In the euro area, prices rose in August at the slowest pace in three years. Specifically, the inflation rate was 2.2 percent. This was the lower year-on-year increase in consumer prices since July 2021, according to the EU statistics office Eurostat. The main reason is the sharp drop in energy prices in the 20 euro countries. Consumer prices for food, tobacco and alcohol, and especially for services, on the other hand, continued to rise at an above-average rate.

Inflation was highest in Belgium at 4.5 percent, and lowest in the Baltic states of Latvia and Lithuania at under one percent. Eurostat reported inflation for Germany at 2 percent. The Federal Statistical Office had reported 1.9 percent the day before. The difference is due to different calculation methods. Eurostat uses the so-called harmonized consumer price index, which enables a comparison of the euro countries.

The European Central Bank (ECB) is aiming for inflation of two percent. In July, consumer prices in the euro area rose by 2.6 percent year-on-year, after 2.5 percent in June.

Core inflation above target

ECB Executive Board member Isabel Schnabel welcomed the falling inflation rate. However, the German economist was cautious about a possible interest rate cut in September. Interest rate cuts must be made “gradually and cautiously,” she said in a speech in the Estonian capital Tallinn. This shows above all the “ongoing price pressure in the services sector.”

According to Eurostat, consumer prices rose the most in this area, at 4.2 percent in August. The so-called core inflation – excluding the frequently fluctuating energy and food prices – is also still higher than desired in the euro area at 2.8 percent.

At the beginning of June, the ECB lowered its key interest rates for the first time in almost five years. The central key interest rate at which commercial banks borrow money from the ECB has been 4.25 percent since then. The deposit rate relevant for savers is 3.75 percent. The weakened inflation could now pave the way for a further reduction in the key interest rate. The responsible committee of the Eurozone central bank will discuss the further monetary policy course on September 13.

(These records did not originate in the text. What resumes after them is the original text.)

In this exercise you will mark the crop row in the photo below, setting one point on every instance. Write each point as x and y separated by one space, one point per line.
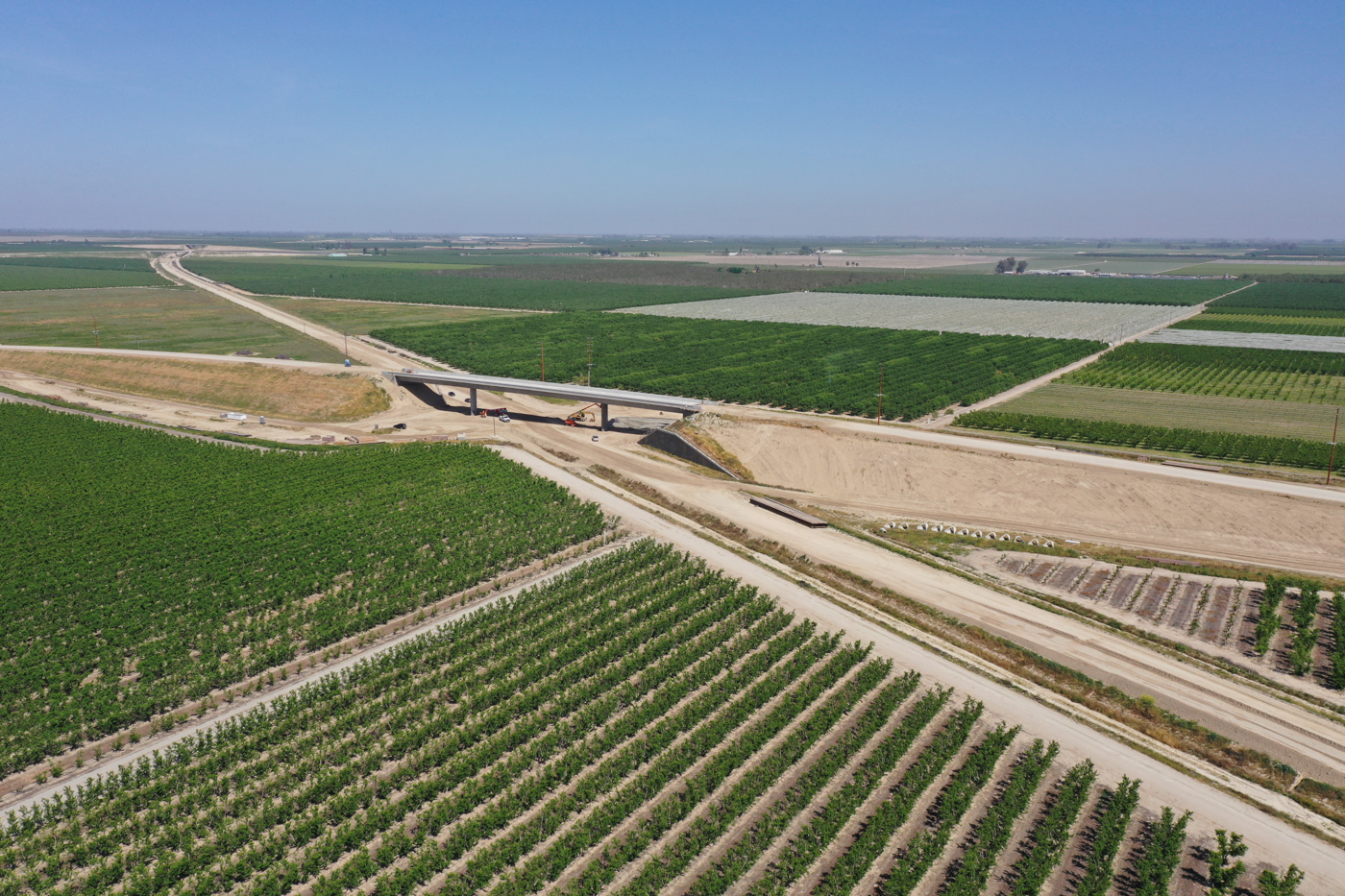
1051 835
928 844
562 674
1305 627
1267 614
1123 289
743 853
74 262
797 366
1214 370
1216 446
1224 322
706 829
994 829
1162 853
1287 296
1113 818
145 569
1337 657
605 731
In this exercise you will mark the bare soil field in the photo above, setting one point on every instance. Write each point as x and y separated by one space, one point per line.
289 393
890 476
908 262
1206 613
1216 413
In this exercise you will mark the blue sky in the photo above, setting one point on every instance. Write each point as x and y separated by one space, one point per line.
844 118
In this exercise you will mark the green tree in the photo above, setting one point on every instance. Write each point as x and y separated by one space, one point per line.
1223 876
1274 884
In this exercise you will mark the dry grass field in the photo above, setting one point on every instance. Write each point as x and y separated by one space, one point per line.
292 395
354 316
155 319
1106 322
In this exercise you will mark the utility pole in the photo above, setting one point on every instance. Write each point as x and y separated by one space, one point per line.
880 393
1334 432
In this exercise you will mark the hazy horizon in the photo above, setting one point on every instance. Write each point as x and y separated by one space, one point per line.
776 120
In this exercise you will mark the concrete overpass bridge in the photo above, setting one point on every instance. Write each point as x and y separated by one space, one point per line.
589 395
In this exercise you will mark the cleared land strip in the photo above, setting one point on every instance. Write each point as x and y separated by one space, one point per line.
1308 741
1105 322
171 267
244 705
1237 711
1291 342
1217 413
1022 704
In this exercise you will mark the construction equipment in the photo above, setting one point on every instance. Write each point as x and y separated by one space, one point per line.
582 415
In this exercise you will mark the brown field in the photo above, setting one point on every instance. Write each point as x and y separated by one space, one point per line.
1203 611
251 388
1214 413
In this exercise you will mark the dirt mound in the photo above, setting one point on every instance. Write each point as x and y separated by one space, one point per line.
890 476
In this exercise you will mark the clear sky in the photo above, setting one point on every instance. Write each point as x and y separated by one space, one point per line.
772 118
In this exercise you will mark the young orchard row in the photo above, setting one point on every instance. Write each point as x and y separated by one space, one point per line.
1264 321
143 569
1129 289
1214 446
1280 375
1287 296
797 366
632 724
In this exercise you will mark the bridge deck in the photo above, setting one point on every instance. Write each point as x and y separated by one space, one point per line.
591 395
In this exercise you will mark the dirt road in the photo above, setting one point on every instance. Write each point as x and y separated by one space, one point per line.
1019 704
172 268
185 355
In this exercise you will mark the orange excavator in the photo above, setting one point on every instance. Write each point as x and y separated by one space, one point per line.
582 415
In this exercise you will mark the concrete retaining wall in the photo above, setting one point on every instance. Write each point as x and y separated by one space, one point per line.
679 447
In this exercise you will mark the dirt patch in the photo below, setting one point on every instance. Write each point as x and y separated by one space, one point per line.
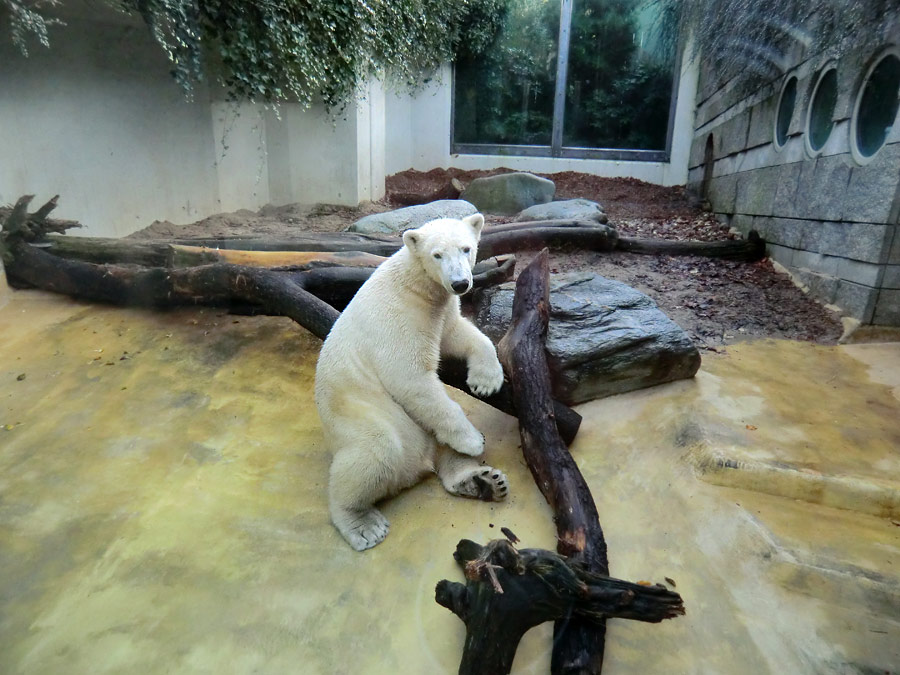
717 302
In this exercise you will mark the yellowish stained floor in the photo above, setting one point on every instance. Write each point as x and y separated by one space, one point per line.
162 508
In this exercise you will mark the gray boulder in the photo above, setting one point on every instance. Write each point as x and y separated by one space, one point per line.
508 193
410 217
569 209
605 337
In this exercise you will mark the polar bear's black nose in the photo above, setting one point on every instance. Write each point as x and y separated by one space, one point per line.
460 286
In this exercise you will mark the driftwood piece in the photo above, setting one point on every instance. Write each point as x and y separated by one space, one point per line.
578 643
307 297
451 190
508 591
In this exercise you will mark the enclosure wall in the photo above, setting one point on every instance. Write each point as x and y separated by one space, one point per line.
98 119
828 217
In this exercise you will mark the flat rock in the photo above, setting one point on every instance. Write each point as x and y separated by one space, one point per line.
604 338
569 209
509 193
391 222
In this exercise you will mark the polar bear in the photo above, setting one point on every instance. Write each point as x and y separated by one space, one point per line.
377 391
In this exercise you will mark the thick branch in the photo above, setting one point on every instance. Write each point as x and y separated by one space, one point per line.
578 646
308 297
509 591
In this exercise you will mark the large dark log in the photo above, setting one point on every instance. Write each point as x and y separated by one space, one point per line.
509 591
307 297
578 643
750 249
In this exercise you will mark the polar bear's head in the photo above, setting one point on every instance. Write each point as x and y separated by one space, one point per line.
446 249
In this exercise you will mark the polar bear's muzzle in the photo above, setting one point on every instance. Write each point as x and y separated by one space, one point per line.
461 286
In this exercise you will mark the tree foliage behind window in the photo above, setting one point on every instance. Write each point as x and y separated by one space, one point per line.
300 50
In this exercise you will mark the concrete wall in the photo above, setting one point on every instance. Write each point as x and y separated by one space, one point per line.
418 135
98 120
829 219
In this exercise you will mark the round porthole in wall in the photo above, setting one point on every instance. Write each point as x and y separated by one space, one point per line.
785 111
876 107
820 117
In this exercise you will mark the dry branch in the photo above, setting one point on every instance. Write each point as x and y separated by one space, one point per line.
578 643
508 591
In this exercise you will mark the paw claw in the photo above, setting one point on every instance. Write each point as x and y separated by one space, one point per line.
487 484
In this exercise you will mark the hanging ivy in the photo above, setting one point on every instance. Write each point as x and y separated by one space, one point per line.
299 50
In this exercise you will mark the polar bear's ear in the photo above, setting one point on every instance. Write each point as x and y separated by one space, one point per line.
411 239
476 222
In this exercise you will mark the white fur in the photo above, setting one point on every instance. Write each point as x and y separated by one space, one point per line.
379 397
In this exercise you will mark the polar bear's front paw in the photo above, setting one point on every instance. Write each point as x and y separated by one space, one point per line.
364 529
485 377
484 483
467 441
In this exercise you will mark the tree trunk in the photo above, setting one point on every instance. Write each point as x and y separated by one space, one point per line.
578 643
308 297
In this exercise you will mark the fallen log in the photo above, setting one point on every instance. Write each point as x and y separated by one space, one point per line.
508 591
578 642
304 296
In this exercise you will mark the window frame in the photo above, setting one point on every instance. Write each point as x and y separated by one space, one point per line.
828 67
556 149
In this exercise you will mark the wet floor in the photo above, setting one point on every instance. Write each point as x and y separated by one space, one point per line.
162 508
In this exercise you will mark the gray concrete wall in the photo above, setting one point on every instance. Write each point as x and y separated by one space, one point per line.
829 219
97 119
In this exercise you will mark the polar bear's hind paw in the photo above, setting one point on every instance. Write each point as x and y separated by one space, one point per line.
487 484
365 529
485 379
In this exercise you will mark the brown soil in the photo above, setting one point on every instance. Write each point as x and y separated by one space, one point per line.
717 302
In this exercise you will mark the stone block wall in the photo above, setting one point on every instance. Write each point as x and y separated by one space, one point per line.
831 220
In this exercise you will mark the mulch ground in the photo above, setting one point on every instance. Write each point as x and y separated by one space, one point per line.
717 302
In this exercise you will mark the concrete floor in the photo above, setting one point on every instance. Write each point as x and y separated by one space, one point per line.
162 508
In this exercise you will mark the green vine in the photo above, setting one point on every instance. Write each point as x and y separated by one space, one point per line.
301 50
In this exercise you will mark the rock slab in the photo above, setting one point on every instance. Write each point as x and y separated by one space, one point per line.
605 337
391 222
509 193
569 209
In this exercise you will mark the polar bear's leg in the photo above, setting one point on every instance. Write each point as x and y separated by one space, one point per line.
465 477
379 451
464 340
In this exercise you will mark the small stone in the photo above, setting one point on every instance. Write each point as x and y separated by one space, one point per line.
509 193
569 209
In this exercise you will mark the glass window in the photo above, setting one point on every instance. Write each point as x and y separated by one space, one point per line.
821 110
785 111
505 96
876 108
620 78
616 95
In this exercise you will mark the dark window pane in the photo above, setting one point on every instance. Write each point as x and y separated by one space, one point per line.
821 113
620 77
785 111
505 95
878 106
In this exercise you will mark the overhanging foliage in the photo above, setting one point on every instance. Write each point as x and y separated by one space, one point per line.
299 50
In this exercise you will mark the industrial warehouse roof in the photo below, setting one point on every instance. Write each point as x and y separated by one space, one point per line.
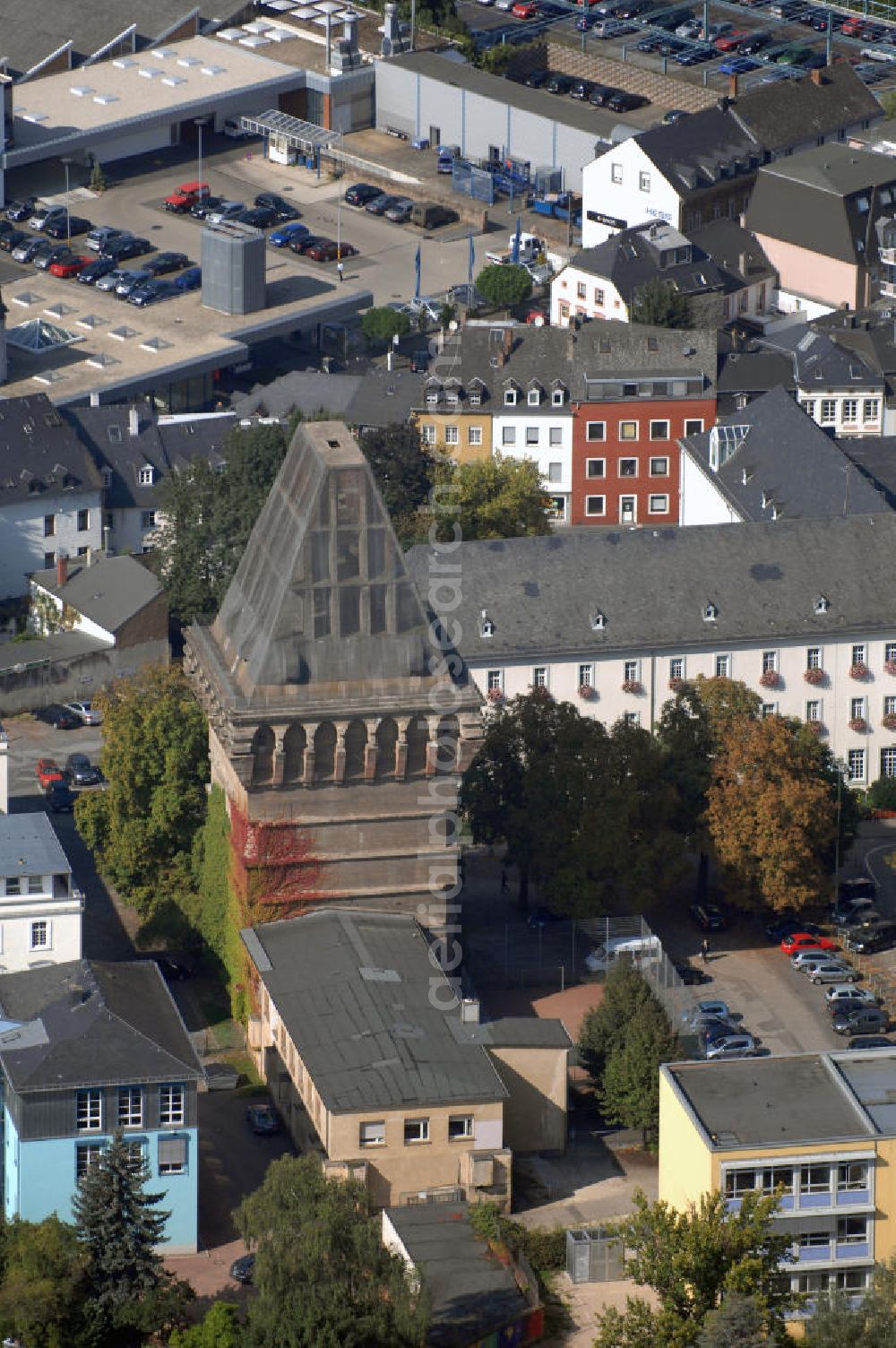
369 1011
654 586
90 1024
773 1102
29 845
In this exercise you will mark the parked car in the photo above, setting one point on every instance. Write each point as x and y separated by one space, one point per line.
241 1269
401 211
262 1119
166 262
360 193
860 1021
122 249
82 772
831 971
103 235
730 1046
21 208
48 772
189 280
802 940
61 799
67 227
709 917
67 266
58 716
282 208
844 994
90 274
283 235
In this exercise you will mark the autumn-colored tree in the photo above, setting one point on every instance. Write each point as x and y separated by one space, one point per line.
772 812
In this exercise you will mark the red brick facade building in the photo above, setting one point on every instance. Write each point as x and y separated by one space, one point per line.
625 457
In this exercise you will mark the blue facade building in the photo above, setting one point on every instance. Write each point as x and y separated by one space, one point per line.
86 1048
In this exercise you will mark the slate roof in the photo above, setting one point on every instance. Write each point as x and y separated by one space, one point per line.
472 1292
39 454
654 583
784 464
821 361
812 200
108 592
29 845
792 111
356 994
165 446
601 350
693 152
88 23
92 1024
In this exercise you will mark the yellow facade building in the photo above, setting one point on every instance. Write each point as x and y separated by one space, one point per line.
376 1059
821 1128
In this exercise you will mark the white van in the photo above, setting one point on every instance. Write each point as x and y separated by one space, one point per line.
639 949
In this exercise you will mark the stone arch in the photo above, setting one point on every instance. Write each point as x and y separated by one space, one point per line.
446 744
262 755
387 736
294 746
325 752
418 739
355 746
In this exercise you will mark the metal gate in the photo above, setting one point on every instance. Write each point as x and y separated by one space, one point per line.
594 1255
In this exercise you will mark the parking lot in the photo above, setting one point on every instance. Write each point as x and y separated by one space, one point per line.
792 37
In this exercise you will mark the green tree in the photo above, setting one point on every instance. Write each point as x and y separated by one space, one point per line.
155 759
772 813
504 285
693 1260
40 1293
128 1293
403 470
323 1277
630 1085
658 304
492 497
220 1328
382 324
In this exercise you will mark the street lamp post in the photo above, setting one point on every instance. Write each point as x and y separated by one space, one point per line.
67 211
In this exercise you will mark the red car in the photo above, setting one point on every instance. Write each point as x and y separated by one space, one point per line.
730 40
69 266
48 772
328 251
803 941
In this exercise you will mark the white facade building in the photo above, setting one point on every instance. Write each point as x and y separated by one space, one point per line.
39 906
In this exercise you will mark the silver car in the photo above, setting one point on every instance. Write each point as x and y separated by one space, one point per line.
833 971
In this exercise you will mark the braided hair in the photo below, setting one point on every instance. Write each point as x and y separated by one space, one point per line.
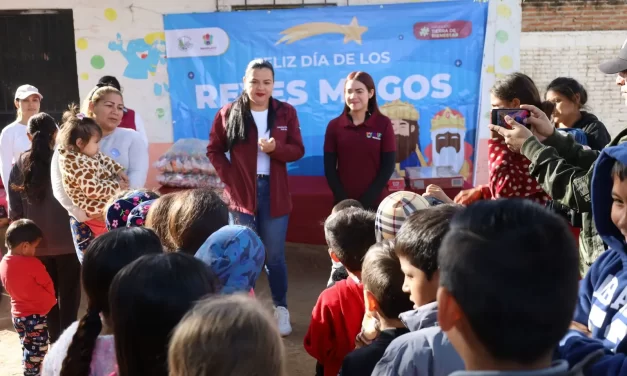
239 118
42 129
104 258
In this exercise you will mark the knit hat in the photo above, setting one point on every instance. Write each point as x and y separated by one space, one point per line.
236 254
394 210
118 213
137 216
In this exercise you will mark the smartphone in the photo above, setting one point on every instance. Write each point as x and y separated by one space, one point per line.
498 116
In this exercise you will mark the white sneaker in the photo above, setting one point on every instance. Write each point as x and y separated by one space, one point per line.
282 316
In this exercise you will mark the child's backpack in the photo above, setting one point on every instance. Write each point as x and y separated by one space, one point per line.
580 136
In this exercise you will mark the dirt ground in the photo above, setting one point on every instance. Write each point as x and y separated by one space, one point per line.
308 268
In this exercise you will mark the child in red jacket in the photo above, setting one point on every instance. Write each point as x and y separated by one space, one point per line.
31 289
336 318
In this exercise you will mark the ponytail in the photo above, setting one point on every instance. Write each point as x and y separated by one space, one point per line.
77 362
77 126
239 117
36 170
238 121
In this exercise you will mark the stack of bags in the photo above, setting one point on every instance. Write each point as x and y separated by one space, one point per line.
185 165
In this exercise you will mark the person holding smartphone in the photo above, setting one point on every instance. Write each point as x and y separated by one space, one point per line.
508 171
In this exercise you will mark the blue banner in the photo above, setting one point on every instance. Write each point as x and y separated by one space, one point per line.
425 59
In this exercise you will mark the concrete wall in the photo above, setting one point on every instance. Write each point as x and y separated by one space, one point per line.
571 38
125 39
547 55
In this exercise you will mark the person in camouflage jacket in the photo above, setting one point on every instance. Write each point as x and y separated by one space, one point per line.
561 166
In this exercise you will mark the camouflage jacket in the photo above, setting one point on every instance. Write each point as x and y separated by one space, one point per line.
564 170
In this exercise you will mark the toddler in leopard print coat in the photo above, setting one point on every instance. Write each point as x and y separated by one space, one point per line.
90 178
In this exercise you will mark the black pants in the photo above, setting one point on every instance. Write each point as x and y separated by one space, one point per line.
65 271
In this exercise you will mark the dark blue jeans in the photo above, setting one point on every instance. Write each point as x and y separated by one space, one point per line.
272 232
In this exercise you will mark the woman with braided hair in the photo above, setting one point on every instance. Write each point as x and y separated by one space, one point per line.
87 348
30 197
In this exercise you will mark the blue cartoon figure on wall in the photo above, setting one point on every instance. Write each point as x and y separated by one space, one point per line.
143 55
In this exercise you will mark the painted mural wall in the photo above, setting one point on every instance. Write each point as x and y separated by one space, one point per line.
109 42
125 38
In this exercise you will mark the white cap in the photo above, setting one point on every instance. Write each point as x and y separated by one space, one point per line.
26 91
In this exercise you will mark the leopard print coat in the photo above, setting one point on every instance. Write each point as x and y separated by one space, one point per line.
89 182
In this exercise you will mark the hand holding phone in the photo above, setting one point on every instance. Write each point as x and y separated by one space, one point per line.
519 115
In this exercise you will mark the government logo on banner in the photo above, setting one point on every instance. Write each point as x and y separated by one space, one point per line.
425 58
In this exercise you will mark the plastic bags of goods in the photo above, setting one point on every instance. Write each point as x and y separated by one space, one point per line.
185 165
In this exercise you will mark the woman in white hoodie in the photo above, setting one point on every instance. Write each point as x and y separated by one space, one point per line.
13 139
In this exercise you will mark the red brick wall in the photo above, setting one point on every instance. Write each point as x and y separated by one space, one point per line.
577 15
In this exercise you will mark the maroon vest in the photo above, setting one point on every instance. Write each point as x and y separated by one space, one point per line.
128 120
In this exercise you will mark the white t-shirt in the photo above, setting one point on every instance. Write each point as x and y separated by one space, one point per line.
263 159
140 127
13 142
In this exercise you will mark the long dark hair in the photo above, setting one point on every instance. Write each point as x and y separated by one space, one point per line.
239 118
42 128
569 87
104 258
193 216
77 126
367 80
519 85
143 318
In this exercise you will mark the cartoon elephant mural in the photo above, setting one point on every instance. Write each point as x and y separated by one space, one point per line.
143 56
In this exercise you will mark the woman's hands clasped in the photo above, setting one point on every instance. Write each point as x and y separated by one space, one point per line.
267 145
539 126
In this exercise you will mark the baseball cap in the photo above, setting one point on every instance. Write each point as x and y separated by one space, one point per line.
236 255
394 210
26 91
618 64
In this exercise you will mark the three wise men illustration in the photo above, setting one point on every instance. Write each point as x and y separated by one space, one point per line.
405 118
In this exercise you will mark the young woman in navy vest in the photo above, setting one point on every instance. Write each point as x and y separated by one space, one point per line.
360 146
130 118
262 135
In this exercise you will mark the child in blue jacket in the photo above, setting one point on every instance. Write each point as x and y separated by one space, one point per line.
600 315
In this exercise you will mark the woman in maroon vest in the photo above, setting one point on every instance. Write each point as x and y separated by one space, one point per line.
130 119
262 135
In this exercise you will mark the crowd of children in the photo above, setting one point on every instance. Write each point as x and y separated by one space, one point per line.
435 290
486 284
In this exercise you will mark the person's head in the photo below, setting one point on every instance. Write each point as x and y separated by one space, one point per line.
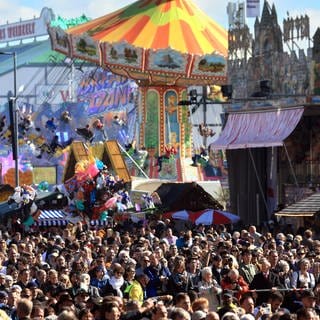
198 315
179 265
4 297
67 315
143 279
85 279
200 304
183 301
24 308
159 311
247 303
233 275
227 297
111 311
273 257
265 265
206 274
246 256
118 271
53 276
306 314
252 229
304 264
212 316
180 314
276 300
37 312
308 299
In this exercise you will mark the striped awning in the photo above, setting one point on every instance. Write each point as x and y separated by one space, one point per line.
158 41
258 129
60 218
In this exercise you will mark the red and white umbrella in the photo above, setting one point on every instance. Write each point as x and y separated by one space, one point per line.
213 216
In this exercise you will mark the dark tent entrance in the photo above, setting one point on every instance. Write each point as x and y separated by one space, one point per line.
251 141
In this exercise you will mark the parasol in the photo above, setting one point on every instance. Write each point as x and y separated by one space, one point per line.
178 215
206 217
213 216
167 42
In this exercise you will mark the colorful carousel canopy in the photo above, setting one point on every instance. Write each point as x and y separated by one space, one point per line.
167 42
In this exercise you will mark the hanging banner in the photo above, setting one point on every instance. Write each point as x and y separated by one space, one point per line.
253 8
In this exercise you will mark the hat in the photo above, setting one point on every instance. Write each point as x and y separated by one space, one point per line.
99 268
227 293
65 297
15 288
290 237
307 294
82 291
198 315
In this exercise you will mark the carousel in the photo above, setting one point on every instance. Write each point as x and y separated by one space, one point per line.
165 46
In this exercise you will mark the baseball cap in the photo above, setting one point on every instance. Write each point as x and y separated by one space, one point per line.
227 293
198 315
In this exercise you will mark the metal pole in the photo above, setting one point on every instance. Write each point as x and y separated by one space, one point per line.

EU labour market very robust

According to Eurostat, unemployment remained at a relatively low level. In July, the rate for the entire currency area fell again to an all-time low of 6.4 percent, adjusted for seasonal factors. In the eurozone countries, almost eleven million people were unemployed. In the entire EU, with its population of over 450 million, the figure was just under 13.2 million.

Eurostat puts the unemployment rate for Germany in July at 3.4 percent, well below average. Only Poland, Malta and Slovenia have lower figures in the EU, while the unemployment figures are significantly higher in Spain, Greece and the Baltic states.

The Federal Employment Agency, on the other hand, is expecting a significantly higher rate of 6.0 percent for July and an increase to 6.1 percent for August. As with inflation, a different calculation method is used here.